Sorry, Baby - On Feeling Left Behind
Due to my soft-spot for emotional torture, I decided to re-watch Eva Victor’s black comedy Sorry, Baby - perhaps not my wisest decision considering the sobbing mess in which the film left me when I first watched it in 2025.
Written, directed and staring Eva Victor, Sorry, Baby tells the story of Agnes (Victor), a young woman living in rural New England whose life becomes increasingly solitary ever since she was assaulted by a professor while studying at college.
Now a literary professor herself, Agnes struggles to accept life moving on around her while she’s stuck in the aftermath of her assault, especially as her best-friend and former housemate, Lydie, visits from New York announcing that she is pregnant.
Sorry, Baby is a little gem of a film, don’t find yourself put-off by the challenging themes, there is so much heart and sharp-wit to be found in Victor’s directorial debut.

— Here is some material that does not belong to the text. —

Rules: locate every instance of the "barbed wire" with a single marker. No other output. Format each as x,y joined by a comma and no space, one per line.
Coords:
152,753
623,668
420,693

It takes on a subject all too familiar for many but handles it with great sensitivity, tact and grounded humour.
I especially liked both performances from Eva Victor and Naomi Ackie who plays Lydie. Their chemistry felt so natural and believable as close friends; sharing secret looks, thoughts and space with one another in an intimate way that felt warmly familiar.
I could recognise a lot of myself in Victor’s performance as Agnes, despite our different circumstances, and I found Sorry, Baby to be oddly comforting, almost validating in that, fictional character or not, somebody else recognises what it’s like to feel as if you’re being left behind.

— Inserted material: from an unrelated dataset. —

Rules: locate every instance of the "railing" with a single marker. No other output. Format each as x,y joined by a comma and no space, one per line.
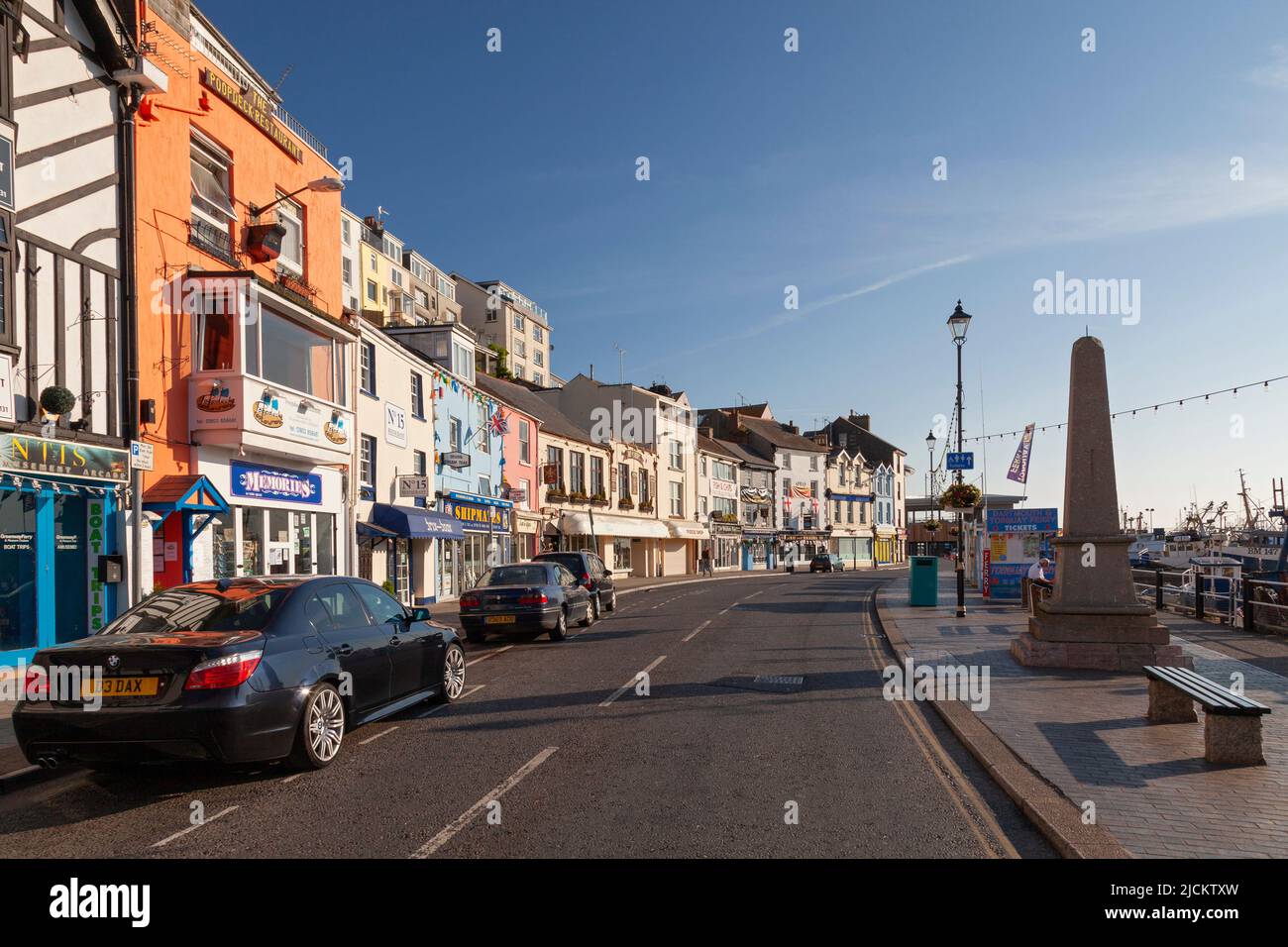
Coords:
1257,604
213,240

I have never not felt like I am permanently catching up to my peers, forever being reminded that, due to my ptsd and everything else wrong with me, I am under developed in both experience and opportunity, and that I am yet to meet the kinds of milestones they were making while I was busy pretending that I wasn’t desperately unwell.
When Lydie tells Agnes that she and her wife are expecting a baby, it causes Agnes to actually have to face that which she has been steadily ignoring, her emotions, and come to terms with the reality of her life having been interrupted against her will in such a way that left her metaphorically paralysed.

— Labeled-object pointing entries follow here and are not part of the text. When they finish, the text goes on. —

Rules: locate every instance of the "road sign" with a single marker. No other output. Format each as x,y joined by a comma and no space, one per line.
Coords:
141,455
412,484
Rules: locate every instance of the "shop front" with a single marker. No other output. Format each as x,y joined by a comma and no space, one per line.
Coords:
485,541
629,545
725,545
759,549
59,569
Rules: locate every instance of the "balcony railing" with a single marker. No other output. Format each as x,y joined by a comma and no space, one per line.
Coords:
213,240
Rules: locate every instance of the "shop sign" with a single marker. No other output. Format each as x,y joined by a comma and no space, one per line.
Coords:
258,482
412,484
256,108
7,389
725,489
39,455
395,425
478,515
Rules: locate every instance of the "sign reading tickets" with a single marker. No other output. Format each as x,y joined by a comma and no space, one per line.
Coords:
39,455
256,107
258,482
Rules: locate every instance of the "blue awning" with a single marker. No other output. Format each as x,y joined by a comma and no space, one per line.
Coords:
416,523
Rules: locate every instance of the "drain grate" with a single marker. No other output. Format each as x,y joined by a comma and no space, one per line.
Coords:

We all have plans or dreams; ideas that help to shape the trajectory of our lives, but when all that is violently interrupted by circumstances beyond your control, it can be so easy not to recognise the passing of real time, waking up one day to realise that the people around you have all moved on but you’re still drowning in memories and grief. This has certainly been reminiscent of my own experience with ptsd and the on-going effects that come with struggling not to live in the past.
Upon learning of Agnes’s assault, Lydie is as supportive a friend as you could want and during scenes set in the present day, it is clear through dialogue between the two characters that the progression of Lydie’s life away from Agnes does not stop her worrying about her friend and being a supportive.
The trouble with significant trauma is that it can make you become unintentionally selfish in that it’s often hard to see past your own pain and realise that having your loved ones move on from giving their immediate support and focusing on their own lives does not confirm the abandonment one might feel.
It is only when Agnes meets Lydie’s newborn baby that she is able to show her friend the same kind of support that she has received from Lydie. She’s able to recognise that Lydie’s personal growth isn’t about leaving Agnes behind, and that only she can do the personal work to feel as if her life is also moving forward.
I remember feeling similarly when meeting both my goddaughter and my niece for the first time. I remember looking at both of their little faces, thinking about all the difficulties that I desperately didn’t want them to ever have to deal with, and thinking; ‘fuck, I’m going to have to make it through, for you’.
I was going to have to accept all the things in life that scare me, the ways in which I have felt frozen in the past, and find a way to move forward so that I can be a part of their present. It’s a daunting task and I cannot pretend that I am getting it right all the time, but I like to think that if we were able to witness life beyond the credits for Agnes then her story might be similarly inconsistent; rocky, honest and human.